The gambit appears to have paid off for them, with Uplay pre-orders for this game six times higher than those for the first one.
One of the biggest gets for the Epic Games Store so far has been The Division 2, Ubisoft’s upcoming shared world looter shooter, which will be releasing (semi)exclusively on it on PC. But why did Ubisoft actually decide to abandon Steam, where it has released all of its PC games so far, for Epic’s store? Was the developer revenue sharing arrangement on the store so alluring to them?
Speaking during yesterday’s earnings call, Ubisoft CEO Yves Guillemot noted that the move had been made to not just get better terms (likely referring to that revenue split), but also so that Uplay, Ubisoft’s own storefront, would gain more exposure.

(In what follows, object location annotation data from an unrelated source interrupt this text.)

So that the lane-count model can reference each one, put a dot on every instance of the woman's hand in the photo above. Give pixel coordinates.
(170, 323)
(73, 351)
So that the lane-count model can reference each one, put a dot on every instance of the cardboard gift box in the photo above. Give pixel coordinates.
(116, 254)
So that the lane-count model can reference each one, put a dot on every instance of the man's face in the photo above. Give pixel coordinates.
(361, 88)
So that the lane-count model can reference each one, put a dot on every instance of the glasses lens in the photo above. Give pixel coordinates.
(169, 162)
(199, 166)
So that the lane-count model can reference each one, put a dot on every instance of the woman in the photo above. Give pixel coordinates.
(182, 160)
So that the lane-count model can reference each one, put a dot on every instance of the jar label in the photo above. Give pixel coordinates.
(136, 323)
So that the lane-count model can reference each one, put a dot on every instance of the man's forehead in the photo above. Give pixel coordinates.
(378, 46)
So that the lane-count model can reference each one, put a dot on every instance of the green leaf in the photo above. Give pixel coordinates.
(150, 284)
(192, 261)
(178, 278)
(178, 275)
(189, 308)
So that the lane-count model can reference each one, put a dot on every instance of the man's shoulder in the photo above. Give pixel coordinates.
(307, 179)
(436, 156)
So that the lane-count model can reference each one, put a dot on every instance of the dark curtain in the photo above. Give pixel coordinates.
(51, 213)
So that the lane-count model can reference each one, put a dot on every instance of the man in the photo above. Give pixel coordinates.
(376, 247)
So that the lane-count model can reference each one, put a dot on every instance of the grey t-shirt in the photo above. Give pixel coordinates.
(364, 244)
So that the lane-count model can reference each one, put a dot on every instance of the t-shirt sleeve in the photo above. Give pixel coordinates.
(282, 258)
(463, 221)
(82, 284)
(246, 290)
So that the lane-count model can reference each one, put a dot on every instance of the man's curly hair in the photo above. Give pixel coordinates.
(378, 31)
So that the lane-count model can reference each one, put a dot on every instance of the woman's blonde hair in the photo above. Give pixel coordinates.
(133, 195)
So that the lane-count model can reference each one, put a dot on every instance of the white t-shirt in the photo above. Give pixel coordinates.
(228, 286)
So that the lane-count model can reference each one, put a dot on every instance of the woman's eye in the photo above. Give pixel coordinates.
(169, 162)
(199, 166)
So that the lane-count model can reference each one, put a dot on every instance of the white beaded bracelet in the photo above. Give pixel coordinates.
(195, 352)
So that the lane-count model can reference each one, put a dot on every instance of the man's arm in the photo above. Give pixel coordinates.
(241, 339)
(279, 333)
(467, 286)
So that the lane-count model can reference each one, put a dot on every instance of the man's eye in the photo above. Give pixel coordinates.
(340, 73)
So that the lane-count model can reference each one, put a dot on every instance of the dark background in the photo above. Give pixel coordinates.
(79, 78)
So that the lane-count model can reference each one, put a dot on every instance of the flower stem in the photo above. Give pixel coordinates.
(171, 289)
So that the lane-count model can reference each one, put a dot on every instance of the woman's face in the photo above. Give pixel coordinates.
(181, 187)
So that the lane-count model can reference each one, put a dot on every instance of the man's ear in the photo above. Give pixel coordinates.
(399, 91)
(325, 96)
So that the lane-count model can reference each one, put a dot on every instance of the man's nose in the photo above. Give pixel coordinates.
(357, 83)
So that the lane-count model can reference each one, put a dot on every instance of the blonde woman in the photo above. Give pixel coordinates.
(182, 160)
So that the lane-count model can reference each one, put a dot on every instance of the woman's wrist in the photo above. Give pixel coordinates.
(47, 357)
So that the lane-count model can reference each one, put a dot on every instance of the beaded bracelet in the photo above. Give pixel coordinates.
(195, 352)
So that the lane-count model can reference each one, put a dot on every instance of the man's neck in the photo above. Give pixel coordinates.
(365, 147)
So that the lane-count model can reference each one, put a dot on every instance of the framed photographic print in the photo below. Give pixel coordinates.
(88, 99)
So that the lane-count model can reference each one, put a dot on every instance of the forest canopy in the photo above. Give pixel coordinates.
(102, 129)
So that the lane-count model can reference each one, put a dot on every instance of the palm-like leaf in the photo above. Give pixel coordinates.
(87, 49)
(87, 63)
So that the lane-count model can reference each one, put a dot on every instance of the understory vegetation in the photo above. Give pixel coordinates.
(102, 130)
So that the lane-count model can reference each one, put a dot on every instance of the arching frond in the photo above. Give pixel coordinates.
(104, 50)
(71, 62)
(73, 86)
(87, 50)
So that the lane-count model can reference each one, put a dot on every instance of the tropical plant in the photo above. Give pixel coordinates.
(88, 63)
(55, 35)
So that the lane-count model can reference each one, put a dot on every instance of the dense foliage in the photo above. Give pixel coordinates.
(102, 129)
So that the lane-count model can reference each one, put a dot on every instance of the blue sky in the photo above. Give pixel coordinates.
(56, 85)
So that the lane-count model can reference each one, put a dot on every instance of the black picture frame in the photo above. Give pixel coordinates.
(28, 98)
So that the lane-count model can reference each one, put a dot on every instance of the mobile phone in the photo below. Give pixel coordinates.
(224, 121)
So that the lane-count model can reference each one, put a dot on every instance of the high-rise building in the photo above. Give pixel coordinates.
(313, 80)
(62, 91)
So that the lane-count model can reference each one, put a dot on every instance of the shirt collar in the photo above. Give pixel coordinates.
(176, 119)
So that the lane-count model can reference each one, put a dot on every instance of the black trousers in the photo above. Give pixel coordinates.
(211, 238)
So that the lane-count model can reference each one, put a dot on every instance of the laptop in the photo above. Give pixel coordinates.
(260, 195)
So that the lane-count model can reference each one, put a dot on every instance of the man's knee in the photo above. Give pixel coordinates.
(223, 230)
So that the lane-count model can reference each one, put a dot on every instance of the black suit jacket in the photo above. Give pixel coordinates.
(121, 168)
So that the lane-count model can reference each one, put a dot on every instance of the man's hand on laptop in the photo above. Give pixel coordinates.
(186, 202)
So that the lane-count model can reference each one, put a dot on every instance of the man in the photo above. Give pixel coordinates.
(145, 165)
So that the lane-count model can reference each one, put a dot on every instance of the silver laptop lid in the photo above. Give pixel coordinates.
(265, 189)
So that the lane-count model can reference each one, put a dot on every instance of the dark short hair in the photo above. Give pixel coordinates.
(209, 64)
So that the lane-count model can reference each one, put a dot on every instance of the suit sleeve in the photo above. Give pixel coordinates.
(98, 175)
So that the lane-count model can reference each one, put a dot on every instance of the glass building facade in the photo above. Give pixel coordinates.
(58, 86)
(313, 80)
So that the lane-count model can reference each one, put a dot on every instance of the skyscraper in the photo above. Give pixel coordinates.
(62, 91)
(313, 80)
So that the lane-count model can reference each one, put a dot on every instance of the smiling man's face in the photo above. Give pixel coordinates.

“There are a growing number of distribution platforms fighting for great content,” Guillemot said. “With this deal, we saw an opportunity to increase player exposure to our own store while at the same time supporting a partner that greatly values our games and provides better terms. Early indications are supportive, as PC pre-orders are higher than for the first Division, and pre-orders on the Ubisoft store are six times higher. We believe this deal is a long-term positive for Ubisoft.”
I suppose that the smartest thing would have been to make the game exclusive to their own store for Ubisoft, if they wanted to push it, but I am glad they haven’t gone that route yet. Since The Division 2’s success is apparently not harmed by the move either, we may see more and more games making the move going forward.